The government had mooted the revision against the high-profile instance of a group of women activists confronting a blogger who used his YouTube channel to broadcast abusive and derogatory comments against them
Kerala Governor Arif Mohammad Khan has signed an ordinance amending the Kerala Police Act purportedly to give the law enforcement more teeth to prosecute persons who exploit social media to target women and children, according to Raj Bhavan officials.
The State cabinet had in October decided to give an edge to the Kerala Police Act (KPA) by recommending the addition of a new provision, Section 118-A, to the law passed in 2011.
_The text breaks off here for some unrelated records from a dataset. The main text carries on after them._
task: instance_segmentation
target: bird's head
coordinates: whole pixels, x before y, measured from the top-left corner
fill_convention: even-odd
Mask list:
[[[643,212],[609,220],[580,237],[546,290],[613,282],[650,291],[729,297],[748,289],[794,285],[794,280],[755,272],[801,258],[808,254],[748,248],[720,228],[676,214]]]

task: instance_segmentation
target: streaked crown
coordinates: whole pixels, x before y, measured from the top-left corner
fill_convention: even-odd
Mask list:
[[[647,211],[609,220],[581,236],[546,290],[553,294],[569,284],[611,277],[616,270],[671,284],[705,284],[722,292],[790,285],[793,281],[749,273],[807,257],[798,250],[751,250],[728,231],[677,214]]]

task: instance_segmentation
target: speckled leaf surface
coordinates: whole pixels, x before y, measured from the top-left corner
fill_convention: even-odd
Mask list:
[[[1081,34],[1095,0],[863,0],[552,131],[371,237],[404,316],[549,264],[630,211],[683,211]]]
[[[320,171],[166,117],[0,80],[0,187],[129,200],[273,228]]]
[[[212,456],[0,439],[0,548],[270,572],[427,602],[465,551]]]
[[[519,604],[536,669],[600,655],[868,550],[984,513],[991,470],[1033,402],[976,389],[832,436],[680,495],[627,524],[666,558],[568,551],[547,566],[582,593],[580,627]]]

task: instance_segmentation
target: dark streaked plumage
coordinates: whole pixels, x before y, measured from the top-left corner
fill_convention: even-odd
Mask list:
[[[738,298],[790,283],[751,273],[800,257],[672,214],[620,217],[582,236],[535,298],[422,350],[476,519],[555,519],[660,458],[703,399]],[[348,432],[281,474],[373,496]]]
The amendment proposes three years of imprisonment and a fine of ₹10,000 for those convicted of producing, publishing or disseminating derogatory content through any means of communication to intimidate, insult or defame any person.
The government had mooted the revision against the high-profile instance of a group of women activists taking the law into their own hands to confront a blogger who used his YouTube channel to broadcast abusive and derogatory comments against them.
The administration felt that the absence of an effective law to tackle online vilification would encourage more such instances of vigilantism.
The Communist Party of India, a coalition partner in the ruling Left Democratic Front (LDF), had questioned the necessity of such an amendment to the KPA.
It felt that the amendment granted wide latitude to law enforcers to crack down on freedom of speech and bully critics, journalists and commentators into obedience.
Leader of the Opposition Ramesh Chennithala had said that the amendment would reverse the course on media freedom, muzzle free speech and jeopardise civil liberties.
He said the amendment also granted the police untrammelled authority to examine published and broadcast content and register cases even in the absence of a specific complaint. Journalist unions had also expressed scepticism about the amendment.
However, the government had clarified that 118-A targetted slanderous social media and online content, and it did not seek to curb reportage, political satire or commentary, as feared.